School of Computer Science
Technical Workshop Series: Information of Retrieval Techniques
Presenter: Zahra Taherikhonakdar
Date: Wednesday, November 29th 2:00pm – 3:00pm
Location: 4th Floor (Workshop space) at 300 Ouellette Avenue (School of Computer Science Advanced Computing Hub)
LATECOMERS WILL NOT BE ADMITTED once the presentation has begun.
Abstract:
Information Retrieval (IR) is finding material (usually documents) of (untrusted nature (usually text) that satisfies an information need from within large collection. These days we frequently think first of web search, but there are many other cases: web search, Searching your Laptop, Corporate knowledge bases, Legal information retrieval. An information retrieval process begins when a user or searcher enters a query into the system. Queries are formal statements of information needs, for example search strings in web search engines. In information retrieval a query does not uniquely identify a single object in the collection. Instead, several objects may match the query, perhaps with different degrees of relevance.

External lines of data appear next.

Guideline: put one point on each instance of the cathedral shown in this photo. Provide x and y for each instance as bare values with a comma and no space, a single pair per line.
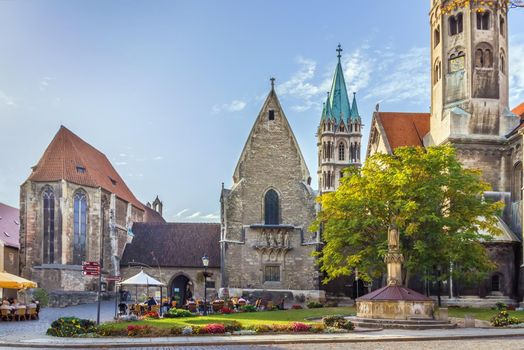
74,206
470,110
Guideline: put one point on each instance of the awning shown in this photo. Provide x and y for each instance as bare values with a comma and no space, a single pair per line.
11,281
142,279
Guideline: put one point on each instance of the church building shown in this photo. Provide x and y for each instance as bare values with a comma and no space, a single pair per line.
469,109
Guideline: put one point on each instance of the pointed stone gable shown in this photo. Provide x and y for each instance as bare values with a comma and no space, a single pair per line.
273,144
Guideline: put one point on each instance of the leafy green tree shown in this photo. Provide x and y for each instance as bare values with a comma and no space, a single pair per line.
436,205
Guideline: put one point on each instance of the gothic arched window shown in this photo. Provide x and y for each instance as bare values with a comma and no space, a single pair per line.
271,208
80,228
341,151
455,24
517,183
483,20
48,238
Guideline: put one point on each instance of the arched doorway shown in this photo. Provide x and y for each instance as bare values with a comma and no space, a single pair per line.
181,289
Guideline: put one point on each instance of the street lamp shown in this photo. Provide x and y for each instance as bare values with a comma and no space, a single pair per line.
205,263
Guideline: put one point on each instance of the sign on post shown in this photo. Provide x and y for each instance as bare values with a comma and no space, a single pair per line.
90,268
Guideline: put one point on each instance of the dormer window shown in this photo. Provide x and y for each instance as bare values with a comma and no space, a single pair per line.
80,169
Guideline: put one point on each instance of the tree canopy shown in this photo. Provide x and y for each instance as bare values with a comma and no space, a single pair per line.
435,203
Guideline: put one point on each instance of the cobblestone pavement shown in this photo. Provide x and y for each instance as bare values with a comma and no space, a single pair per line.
37,328
480,344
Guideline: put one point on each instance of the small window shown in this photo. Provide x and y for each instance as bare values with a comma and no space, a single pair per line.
80,169
272,274
483,20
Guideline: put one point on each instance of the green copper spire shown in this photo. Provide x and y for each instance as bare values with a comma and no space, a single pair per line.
339,101
329,113
354,116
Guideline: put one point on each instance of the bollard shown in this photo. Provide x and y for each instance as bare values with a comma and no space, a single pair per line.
469,321
443,314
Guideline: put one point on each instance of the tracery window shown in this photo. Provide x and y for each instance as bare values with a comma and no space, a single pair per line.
48,239
271,208
80,227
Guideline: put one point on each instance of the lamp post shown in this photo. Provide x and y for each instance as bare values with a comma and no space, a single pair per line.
205,263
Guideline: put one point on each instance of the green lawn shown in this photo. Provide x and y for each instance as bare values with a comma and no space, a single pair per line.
480,314
248,318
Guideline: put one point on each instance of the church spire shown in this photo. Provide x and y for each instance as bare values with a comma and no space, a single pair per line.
339,101
354,116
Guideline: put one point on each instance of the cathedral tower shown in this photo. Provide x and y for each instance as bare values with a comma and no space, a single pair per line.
339,133
469,51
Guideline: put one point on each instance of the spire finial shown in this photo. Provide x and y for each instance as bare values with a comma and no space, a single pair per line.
339,50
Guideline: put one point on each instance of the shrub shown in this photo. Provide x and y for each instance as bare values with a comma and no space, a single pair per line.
281,327
314,305
152,314
177,330
337,321
501,306
503,319
70,327
317,328
225,310
175,313
41,295
110,330
213,328
300,327
248,308
188,330
261,328
233,326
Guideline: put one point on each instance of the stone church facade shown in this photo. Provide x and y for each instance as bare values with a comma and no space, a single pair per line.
469,109
266,243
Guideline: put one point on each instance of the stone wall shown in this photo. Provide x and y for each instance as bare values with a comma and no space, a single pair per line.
271,159
168,274
102,216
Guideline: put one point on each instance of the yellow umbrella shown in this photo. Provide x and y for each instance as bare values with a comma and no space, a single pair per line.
10,281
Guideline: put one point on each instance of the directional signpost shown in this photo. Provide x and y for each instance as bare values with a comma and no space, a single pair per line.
90,268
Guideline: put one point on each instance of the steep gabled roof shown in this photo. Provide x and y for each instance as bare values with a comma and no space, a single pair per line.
404,129
9,225
519,110
272,96
70,158
173,244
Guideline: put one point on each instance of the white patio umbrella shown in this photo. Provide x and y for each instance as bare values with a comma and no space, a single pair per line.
143,279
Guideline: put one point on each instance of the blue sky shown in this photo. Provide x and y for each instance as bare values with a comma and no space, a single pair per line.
169,90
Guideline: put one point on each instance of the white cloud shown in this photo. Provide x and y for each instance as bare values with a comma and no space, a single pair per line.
403,77
516,71
7,100
44,83
234,106
180,213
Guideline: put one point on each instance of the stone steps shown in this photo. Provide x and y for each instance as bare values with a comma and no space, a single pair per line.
401,324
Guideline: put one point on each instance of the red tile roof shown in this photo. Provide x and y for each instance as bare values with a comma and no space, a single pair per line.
9,225
394,293
70,158
404,129
519,110
152,215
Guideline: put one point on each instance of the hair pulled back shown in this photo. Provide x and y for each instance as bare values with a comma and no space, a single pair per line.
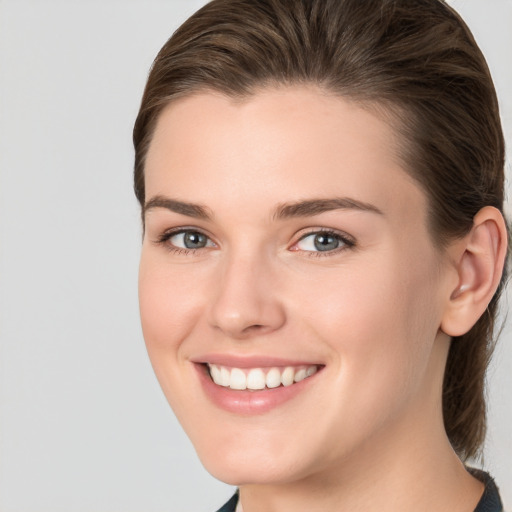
414,59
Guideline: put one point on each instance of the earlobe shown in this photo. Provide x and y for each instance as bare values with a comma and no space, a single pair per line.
479,268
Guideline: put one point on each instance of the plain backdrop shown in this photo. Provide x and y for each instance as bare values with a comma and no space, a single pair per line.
83,423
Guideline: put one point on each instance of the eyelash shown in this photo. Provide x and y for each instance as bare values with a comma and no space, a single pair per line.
347,242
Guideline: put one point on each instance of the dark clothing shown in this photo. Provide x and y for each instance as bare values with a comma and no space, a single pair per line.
490,501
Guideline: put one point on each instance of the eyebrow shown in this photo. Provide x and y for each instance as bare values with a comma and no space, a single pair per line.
317,206
305,208
196,211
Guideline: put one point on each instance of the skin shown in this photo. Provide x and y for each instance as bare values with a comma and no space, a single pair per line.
367,432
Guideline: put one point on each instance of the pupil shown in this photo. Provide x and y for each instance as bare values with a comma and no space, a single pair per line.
326,242
194,240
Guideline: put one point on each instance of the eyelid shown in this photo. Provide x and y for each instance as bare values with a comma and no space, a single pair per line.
166,235
347,240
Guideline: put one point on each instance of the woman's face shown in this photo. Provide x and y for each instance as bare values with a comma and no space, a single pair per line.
284,242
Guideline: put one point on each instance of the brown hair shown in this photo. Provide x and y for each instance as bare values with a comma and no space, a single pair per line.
415,58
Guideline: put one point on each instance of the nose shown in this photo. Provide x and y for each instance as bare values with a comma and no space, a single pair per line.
246,299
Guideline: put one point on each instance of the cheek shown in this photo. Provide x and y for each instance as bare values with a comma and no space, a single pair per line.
170,302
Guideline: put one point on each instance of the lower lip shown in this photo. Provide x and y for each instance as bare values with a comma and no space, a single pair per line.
248,402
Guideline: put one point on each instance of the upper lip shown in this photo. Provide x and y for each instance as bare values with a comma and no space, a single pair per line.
252,361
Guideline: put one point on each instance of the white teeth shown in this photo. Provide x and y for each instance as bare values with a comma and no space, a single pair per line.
215,373
225,377
287,376
300,375
311,370
273,379
255,378
238,379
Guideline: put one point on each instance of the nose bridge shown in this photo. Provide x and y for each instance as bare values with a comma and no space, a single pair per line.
245,301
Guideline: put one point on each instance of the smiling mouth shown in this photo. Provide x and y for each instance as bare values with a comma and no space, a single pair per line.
254,379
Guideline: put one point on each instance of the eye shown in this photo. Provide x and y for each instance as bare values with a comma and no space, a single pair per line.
323,241
186,240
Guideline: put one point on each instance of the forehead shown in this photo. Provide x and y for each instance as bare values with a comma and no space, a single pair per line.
286,143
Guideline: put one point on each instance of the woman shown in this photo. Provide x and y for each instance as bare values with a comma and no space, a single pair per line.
321,184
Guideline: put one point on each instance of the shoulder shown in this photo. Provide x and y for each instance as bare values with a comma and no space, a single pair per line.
230,506
490,501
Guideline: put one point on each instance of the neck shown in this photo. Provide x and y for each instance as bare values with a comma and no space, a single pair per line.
408,465
427,476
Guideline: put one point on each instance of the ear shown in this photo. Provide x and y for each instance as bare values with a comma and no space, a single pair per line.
479,265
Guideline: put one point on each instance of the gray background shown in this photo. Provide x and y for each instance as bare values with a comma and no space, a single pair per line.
83,423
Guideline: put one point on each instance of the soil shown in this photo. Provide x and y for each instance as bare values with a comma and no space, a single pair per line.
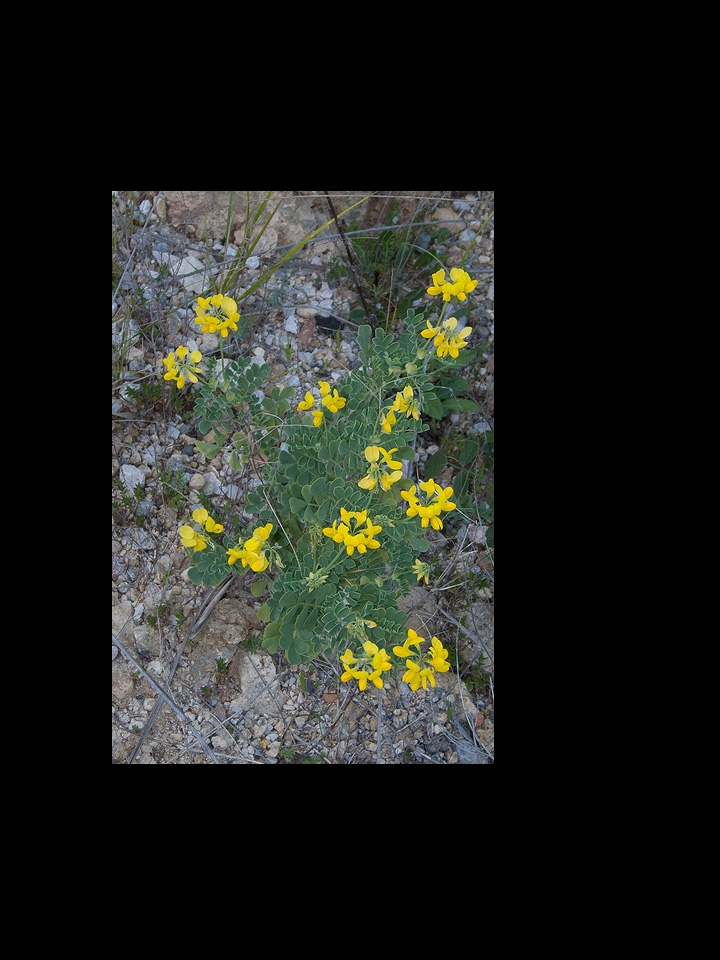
190,681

An object is an entity that is represented by information in a content collection or database. User queries are matched against the database information. However, as opposed to classical SQL queries of a database, in information retrieval the results returned may or may not match the query, so results are typically ranked. This ranking of results is a key difference of information retrieval searching compared to database searching.[2]
Workshop Outline:
In this workshop I will going to introduce the techniques that are used in IR:
- Introducing ranked retrieval
- Scoring with the Jaccard coefficient
- Term frequency weighting
- Inverse document frequency weighting
- The vector space model
- Calculating TF IDF cosine scores
Prerequisites:
Computer Science knowledge
Biography:
I am a PhD student at University of Windsor. My research is in the area of Information Retrieval. Particularly My research is about how improve query refinement as a technique to make search engines to retrieve the most related documents based on users initial query.